菊池武重(きくち・たけしげ) ?〜1338?

肥後国菊池氏第13代。菊池武時の嫡男。通称は次郎。肥後守。
正慶2:元弘3年(1333)3月、後醍醐天皇の綸旨に応じた父・武時らとともに鎮西探題の襲撃を企てたが、少弐貞経大友貞宗らの裏切りによって武時や弟の頼隆は討死、武重は阿蘇惟直とともに逃れて肥後国に帰還した(菊池合戦)。また元弘4年(=建武元年:1334)1月に得宗北条一族の糸田貞義が挙兵すると、この鎮圧に出陣して糸田城を攻め落とし、これらの功で肥後守に叙任された。

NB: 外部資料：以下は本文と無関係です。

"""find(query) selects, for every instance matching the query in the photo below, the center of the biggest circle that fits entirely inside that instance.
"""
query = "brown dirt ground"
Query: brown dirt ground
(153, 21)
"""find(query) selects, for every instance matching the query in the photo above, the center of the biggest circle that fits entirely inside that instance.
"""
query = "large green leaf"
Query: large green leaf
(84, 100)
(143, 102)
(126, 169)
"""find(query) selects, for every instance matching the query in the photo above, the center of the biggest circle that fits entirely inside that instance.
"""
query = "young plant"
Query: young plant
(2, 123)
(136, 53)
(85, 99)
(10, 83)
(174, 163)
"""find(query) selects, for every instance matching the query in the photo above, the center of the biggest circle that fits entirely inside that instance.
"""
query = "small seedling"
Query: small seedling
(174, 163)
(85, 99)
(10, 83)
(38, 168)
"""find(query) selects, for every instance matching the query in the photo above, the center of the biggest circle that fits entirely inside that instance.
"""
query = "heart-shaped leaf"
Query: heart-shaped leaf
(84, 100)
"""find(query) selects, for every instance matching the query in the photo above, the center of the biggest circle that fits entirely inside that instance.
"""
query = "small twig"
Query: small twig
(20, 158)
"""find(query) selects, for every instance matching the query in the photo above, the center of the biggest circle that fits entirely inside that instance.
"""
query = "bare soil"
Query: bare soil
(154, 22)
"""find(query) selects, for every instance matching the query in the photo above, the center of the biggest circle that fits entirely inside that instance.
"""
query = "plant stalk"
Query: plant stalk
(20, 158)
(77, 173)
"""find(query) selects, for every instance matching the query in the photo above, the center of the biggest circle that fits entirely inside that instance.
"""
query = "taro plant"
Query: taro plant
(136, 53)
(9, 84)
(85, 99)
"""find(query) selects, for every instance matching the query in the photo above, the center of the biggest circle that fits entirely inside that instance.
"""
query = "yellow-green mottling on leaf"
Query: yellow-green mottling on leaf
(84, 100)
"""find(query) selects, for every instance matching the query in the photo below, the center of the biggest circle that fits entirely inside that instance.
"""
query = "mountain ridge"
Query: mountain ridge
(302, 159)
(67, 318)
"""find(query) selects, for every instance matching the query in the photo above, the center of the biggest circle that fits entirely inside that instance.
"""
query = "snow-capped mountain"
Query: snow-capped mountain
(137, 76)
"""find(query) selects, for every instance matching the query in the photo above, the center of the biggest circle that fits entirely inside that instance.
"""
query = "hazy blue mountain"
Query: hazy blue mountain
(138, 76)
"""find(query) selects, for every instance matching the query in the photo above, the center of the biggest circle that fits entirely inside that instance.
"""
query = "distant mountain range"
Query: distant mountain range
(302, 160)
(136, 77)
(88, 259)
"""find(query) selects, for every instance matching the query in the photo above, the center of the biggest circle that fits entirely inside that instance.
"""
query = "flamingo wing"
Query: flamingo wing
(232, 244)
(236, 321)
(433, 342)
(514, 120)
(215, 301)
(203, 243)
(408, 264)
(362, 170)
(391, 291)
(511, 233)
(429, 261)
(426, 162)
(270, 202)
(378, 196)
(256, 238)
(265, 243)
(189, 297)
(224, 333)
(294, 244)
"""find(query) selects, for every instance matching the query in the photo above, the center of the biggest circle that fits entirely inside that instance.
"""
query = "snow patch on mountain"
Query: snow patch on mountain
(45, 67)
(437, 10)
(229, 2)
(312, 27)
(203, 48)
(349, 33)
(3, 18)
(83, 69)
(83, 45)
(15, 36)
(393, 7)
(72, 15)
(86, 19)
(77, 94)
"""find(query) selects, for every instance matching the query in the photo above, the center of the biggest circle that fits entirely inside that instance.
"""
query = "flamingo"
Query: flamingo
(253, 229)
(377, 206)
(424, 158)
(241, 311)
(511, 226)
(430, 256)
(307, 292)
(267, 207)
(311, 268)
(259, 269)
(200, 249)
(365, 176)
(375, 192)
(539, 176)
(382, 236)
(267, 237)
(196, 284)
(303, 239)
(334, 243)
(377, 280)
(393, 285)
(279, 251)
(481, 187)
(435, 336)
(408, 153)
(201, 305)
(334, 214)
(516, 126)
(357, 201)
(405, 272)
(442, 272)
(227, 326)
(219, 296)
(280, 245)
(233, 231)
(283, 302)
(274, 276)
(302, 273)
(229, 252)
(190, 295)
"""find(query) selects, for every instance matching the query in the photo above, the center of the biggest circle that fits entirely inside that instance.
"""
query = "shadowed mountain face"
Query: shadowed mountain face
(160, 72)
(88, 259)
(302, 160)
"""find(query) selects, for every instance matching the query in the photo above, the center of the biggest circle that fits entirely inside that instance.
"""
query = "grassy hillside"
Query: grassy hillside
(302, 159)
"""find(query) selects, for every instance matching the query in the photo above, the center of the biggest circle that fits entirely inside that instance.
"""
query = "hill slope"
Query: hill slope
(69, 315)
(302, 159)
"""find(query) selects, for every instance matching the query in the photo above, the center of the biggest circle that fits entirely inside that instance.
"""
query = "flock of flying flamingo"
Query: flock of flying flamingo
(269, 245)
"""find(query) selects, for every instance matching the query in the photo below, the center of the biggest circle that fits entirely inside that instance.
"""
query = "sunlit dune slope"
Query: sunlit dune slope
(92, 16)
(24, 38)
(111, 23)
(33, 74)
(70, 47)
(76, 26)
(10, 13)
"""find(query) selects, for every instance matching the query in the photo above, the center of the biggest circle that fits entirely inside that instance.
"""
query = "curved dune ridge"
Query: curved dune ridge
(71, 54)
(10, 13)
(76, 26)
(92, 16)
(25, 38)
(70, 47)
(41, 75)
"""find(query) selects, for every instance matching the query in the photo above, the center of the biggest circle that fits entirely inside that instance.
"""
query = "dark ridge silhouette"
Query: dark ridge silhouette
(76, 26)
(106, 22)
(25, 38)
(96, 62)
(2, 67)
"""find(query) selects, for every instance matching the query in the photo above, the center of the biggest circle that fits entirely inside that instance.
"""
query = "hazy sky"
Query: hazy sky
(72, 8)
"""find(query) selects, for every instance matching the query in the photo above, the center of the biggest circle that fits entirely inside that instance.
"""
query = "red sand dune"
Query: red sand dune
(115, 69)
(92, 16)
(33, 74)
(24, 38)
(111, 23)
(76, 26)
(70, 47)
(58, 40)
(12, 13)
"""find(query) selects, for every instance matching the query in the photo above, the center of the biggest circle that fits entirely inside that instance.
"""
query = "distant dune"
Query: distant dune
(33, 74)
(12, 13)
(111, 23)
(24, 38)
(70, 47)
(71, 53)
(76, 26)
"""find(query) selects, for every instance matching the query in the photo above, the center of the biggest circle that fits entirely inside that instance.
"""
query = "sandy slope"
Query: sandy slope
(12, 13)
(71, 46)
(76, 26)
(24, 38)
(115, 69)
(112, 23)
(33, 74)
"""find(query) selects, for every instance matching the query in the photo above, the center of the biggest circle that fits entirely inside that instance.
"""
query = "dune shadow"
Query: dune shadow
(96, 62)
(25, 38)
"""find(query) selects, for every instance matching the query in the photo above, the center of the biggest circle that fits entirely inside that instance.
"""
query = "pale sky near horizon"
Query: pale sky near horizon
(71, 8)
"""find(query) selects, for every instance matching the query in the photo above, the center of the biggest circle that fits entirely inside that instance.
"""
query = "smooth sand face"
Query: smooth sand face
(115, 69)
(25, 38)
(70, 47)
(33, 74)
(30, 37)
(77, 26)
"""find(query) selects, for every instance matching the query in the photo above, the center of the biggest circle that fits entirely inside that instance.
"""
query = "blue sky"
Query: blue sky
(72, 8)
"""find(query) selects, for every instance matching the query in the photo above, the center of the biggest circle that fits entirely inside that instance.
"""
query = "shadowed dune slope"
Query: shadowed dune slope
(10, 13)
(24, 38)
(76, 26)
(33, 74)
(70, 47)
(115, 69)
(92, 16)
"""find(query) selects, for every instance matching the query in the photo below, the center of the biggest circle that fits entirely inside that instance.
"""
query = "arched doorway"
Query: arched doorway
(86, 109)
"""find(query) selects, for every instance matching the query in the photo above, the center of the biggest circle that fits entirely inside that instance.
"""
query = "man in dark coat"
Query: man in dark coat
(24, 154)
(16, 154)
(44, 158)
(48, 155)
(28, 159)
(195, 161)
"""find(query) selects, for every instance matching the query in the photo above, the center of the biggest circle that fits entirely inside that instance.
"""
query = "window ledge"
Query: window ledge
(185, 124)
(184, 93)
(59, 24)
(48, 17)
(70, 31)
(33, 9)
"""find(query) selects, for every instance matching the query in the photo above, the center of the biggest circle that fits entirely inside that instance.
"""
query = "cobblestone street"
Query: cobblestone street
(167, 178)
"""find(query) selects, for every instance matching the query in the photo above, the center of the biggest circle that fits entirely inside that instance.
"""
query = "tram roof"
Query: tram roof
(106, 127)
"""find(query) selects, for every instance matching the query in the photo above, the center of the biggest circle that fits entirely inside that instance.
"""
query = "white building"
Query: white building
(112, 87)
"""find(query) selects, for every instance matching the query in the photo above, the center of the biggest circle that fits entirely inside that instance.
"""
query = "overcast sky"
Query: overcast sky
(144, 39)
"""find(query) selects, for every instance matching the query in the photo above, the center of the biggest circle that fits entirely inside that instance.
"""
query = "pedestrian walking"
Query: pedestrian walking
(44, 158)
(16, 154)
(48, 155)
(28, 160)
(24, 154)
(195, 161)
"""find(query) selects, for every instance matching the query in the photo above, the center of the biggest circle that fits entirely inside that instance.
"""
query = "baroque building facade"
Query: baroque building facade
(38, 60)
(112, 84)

後醍醐天皇の建武政権においては武者所に所属し、新田義貞の下にあったようである。建武2年(1335)の中先代の乱を鎮圧した足利尊氏が鎌倉に留まって建武政権から決別すると、その追討を命じられた新田義貞に従って出征し、同年12月の箱根・竹ノ下の合戦では弟・武吉とともに新田軍の先陣として足利直義軍と戦って活躍するが、戦いは自体は敗戦となって京に退く。これを足利勢が追撃したが、大渡で3日間に亘って防いだ。
建武3:延元元年(1336)5月、尊氏が九州から京都を目指して東上してくると、武重は新田軍に属して備中国福山城、さらに摂津国兵庫の湊川で防戦に努めた(湊川の合戦)。しかしこの防衛線を破られて尊氏が入京すると後醍醐天皇は比叡山に難を避けるも10月10日に帰京、この間武重は天皇に供奉しており、入京の際に捕えられたが、のちに逃れて肥後国へ帰還した。
建武4:延元2年(1337)2月、肥後国寺尾野城に兵を挙げて九州南朝勢(宮方)の決起を促し、3月には肥後国南域で、4月には恵良(阿蘇)惟澄とともに肥後国益城郡の犬塚原で九州探題・一色範氏と交戦するなど、各地で北朝勢(武家方)と戦った。
その後の建武5(=暦応元):延元3年(1338)3月には筑後国石垣城に、4月には肥後国府で、10月には筑後国の小清水山・畑城で北朝勢と戦うなど精力的に活動したが、それ以降は史料上から姿を消す。
没年には暦応4:興国2年(1341)、康永元:興国3年(1342)8月3日など諸説あるが、その後の菊池氏の動静や、北朝勢の攻撃目標が暦応元:延元3年10月までは武重であったが翌年には弟の菊池武敏とされていることなどから見て、暦応元:延元3年末頃が妥当であろうと目されている。
武重が一族の団結を求めて起草したといわれる延元3年7月25日付の『菊池武重起請文(寄合衆の内談の事)』は、日本最古の血判の残る文書として著名である。